Sebituane Was About Forty-Five Years Of Age; Of A Tall And Wiry Form,
An Olive Or Coffee-And-Milk Color, And Slightly Bald; In Manner
Cool And Collected, And More Frank In His Answers Than Any Other Chief
I Ever Met.
He was the greatest warrior ever heard of beyond the colony;
for, unlike Mosilikatse, Dingaan, and others, he always
led his men into battle himself.
When he saw the enemy,
he felt the edge of his battle-axe, and said, "Aha! it is sharp,
and whoever turns his back on the enemy will feel its edge."
So fleet of foot was he, that all his people knew there was no escape
for the coward, as any such would be cut down without mercy.

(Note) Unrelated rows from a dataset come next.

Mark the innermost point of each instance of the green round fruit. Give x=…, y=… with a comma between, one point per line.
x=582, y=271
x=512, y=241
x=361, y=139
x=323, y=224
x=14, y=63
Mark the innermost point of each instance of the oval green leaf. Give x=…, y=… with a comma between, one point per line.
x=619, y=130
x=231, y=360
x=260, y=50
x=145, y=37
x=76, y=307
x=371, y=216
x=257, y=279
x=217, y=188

In some instances of skulking he allowed the individual to return home;
then calling him, he would say, "Ah! you prefer dying at home
to dying in the field, do you? You shall have your desire."
This was the signal for his immediate execution.
He came from the country near the sources of the Likwa and Namagari rivers
in the south, so we met him eight hundred or nine hundred miles
from his birth-place. He was not the son of a chief, though related closely
to the reigning family of the Basutu; and when, in an attack by Sikonyele,
the tribe was driven out of one part, Sebituane was one in that
immense horde of savages driven back by the Griquas from Kuruman in 1824.*
He then fled to the north with an insignificant party of men and cattle.
At Melita the Bangwaketse collected the Bakwains, Bakatla, and Bahurutse,
to "eat them up". Placing his men in front, and the women
behind the cattle, he routed the whole of his enemies at one blow.
Having thus conquered Makabe, the chief of the Bangwaketse,
he took immediate possession of his town and all his goods.